For others, it’s simply that building with the planetarium dome, although they may not know what goes on inside. For fans of The Flaming Lips, the interior may look familiar, as it was a filming location for the band’s 1999 music video for “Race for the Prize.”
The building has been home to City Arts since the organization was founded in 1989 by a grant from the Kirkpatrick Foundation. More than two decades later, the foundation that gave the group its start, and helped it thrive over the years, has its sights on moving the organization to a more visible location in a new building.
Where once the fairgrounds was a hub of culture, with City Arts and the Oklahoma Art Center, the group’s board saw that the center of arts and culture in the city had shifted Downtown. About three years ago, they began looking seriously at options for renovating an existing building or finding available land.
“We began looking more specifically Downtown at potential buildings that might suit our purpose,” says Kirkpatrick Family Fund Director Liz Eickman. “We came to the conclusion that building a new building was the best course for us.”
County records show the foundation purchased 4.5 acres at N. Broadway Avenue and 12th Street for $3.5 million in late March. With the land secured, it will provide a site that is in good company for City Arts: Allied Arts, the Oklahoma Arts Institute and the Womb gallery are just a stone’s throw away. Now the questions are: What it will look like? How big will it be? How much will it cost?
“It’s difficult to answer that until we address some of the issues of selecting an architect and putting together some drawings where we can get a real sense of pricing,” Eickman says.
While City Arts continues to offer exhibitions and classes for adults and children, to grow and prosper it will require a customized space that fits its needs, and to accommodate things such as year-round exhibitions of local, national and international artists. Mary Ann Prior was hired as executive director in 2009 to help with the transition. Initial plans call for the new facility to open in 2015.
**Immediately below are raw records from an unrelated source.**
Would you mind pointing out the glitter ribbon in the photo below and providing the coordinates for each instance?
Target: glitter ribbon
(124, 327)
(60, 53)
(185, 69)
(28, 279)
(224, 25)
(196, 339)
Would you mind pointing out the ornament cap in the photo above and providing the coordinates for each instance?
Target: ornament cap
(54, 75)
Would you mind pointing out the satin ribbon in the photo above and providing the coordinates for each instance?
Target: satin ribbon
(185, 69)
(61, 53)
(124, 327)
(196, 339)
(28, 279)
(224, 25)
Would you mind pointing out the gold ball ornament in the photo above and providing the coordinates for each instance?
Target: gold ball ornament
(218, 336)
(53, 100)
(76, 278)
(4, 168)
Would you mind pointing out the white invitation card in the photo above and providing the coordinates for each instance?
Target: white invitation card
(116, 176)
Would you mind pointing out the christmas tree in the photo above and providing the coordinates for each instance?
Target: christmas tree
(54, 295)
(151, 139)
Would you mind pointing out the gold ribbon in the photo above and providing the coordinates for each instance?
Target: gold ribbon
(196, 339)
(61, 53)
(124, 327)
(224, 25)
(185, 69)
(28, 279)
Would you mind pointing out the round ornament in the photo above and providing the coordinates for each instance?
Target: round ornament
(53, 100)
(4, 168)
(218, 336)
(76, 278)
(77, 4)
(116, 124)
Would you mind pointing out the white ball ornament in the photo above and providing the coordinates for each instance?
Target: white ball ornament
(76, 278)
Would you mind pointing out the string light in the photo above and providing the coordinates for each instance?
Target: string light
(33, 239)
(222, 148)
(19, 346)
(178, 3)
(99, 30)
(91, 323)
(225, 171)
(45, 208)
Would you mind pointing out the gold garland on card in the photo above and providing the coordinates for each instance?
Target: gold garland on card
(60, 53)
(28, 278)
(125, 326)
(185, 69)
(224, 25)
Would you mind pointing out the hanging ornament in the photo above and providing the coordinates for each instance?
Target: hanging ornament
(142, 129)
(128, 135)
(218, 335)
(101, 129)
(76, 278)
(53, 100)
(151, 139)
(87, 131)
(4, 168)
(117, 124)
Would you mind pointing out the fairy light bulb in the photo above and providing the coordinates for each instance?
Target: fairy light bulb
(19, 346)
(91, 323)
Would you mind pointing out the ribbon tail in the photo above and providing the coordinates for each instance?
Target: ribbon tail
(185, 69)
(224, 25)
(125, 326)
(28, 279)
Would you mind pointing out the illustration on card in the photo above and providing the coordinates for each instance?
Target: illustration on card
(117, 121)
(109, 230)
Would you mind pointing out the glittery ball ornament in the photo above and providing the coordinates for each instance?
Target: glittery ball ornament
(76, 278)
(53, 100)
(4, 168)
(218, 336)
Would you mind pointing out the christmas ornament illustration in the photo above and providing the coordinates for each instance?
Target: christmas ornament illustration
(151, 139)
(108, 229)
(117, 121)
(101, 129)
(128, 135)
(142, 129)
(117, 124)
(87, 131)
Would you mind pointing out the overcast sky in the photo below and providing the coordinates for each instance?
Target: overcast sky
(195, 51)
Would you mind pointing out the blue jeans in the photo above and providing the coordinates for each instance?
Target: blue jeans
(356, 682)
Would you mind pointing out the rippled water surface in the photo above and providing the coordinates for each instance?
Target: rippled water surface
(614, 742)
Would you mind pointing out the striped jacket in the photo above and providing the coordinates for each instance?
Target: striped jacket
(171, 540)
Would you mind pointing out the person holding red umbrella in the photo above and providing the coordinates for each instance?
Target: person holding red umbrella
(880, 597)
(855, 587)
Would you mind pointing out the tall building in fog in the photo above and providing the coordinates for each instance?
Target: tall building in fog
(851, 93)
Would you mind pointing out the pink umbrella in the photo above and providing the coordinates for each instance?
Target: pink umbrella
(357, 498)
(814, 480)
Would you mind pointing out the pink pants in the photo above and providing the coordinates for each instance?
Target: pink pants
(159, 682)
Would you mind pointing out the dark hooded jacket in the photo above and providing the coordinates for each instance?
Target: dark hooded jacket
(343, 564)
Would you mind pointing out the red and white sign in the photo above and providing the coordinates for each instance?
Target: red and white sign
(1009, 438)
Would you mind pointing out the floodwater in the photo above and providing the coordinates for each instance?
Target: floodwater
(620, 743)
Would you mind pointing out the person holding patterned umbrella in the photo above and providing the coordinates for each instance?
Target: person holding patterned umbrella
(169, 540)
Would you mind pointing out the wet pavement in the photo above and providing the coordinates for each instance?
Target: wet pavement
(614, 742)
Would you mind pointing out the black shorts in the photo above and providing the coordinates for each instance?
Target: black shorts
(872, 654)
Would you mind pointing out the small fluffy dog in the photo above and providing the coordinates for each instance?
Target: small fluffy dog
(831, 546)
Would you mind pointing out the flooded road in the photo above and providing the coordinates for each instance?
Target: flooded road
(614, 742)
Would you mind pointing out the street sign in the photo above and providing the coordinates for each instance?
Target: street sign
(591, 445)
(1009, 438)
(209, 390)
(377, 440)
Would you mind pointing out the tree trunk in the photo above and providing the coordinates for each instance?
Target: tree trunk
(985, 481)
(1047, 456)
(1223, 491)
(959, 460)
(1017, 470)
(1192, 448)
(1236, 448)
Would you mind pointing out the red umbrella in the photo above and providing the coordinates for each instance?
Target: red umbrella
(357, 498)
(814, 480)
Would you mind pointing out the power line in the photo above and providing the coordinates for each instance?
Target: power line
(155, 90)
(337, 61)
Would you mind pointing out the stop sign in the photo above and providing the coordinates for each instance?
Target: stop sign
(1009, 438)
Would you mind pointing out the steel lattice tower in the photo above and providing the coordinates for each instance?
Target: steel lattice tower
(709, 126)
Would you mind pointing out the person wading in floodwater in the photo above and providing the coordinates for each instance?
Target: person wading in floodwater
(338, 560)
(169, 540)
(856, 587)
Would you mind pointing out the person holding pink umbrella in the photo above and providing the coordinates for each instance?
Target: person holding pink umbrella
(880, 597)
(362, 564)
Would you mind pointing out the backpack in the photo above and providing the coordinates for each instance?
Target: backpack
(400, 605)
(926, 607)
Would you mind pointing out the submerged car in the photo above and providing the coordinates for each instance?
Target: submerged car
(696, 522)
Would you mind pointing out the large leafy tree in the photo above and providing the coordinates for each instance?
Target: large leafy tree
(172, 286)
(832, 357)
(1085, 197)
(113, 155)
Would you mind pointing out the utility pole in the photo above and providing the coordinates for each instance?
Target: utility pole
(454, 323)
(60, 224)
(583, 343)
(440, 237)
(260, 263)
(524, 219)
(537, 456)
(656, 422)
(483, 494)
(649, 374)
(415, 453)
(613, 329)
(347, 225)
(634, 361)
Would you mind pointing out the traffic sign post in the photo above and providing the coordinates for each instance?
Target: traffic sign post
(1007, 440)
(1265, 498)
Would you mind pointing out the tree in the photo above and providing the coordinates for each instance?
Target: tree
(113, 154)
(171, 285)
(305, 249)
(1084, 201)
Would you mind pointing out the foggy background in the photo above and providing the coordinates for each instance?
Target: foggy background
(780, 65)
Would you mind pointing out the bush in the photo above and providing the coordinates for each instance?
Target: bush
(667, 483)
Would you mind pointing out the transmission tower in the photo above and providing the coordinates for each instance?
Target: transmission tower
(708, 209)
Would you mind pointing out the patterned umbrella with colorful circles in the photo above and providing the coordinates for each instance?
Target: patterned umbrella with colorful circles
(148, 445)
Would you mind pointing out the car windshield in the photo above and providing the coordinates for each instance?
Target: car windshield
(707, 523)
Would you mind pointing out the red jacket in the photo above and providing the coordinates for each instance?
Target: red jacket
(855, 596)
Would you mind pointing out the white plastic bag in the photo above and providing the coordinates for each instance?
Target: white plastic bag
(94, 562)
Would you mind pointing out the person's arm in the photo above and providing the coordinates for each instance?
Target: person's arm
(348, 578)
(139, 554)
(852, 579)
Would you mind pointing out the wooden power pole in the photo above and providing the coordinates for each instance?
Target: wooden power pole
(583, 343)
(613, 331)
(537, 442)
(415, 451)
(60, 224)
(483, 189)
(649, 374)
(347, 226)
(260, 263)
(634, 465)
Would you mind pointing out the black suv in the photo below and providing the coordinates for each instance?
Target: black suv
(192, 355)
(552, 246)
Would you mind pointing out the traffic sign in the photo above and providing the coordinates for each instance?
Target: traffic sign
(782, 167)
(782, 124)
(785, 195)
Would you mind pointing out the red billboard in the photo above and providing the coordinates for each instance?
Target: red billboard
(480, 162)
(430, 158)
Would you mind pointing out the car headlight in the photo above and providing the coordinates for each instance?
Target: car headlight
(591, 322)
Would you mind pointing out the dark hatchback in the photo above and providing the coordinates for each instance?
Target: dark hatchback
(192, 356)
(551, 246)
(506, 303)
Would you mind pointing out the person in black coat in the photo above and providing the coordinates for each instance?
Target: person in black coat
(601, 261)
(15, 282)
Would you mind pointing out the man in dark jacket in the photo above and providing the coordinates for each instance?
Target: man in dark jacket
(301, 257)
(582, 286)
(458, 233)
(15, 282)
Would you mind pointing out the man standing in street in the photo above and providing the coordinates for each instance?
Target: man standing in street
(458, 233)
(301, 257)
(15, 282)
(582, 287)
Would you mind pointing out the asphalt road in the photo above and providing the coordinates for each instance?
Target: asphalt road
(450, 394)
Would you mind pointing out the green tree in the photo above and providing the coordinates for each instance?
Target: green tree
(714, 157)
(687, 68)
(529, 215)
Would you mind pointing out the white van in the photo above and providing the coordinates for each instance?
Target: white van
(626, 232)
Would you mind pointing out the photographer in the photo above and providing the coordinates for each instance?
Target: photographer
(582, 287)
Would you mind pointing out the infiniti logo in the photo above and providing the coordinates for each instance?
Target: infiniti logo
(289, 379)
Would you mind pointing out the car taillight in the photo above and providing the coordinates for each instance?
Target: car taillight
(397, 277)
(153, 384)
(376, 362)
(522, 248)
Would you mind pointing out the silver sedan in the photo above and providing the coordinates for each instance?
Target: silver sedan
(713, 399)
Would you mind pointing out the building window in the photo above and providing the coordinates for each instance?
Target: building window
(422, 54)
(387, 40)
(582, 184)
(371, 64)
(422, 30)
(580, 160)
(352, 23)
“With Mary Ann on board, we began the whole planning process,” Eickman says.
Prior is a professional curator who last worked overseeing the corporate art collection of Bank of America at its offices in Europe. She says the programs and exhibitions at City Arts are top-notch, yet many have no idea it exists, have no idea where it is, or may think it is just a part of the State Fair.
“Our biggest problem at this location has been maximizing our audience. We do have some wonderful things we offer here, but attracting people to this particular place is quite challenging.”
Prior says the new building likely will be between 40,000 and 50,000 square feet. The available land also will offer the potential for future growth. The current space is about 36,000 square feet.
The new spot also will be set up as a place to grab a bite to eat and drink, as Prior says plans call for a cafe and a bar.
Access and visibility also will be improved. With students and visitors coming from around the state, the site easily is accessible from Interstate 235.
“We won’t be increasing by a huge amount, but we’ll make much better use of the space that we get,” she says. “It will be more tailored to our actual needs.”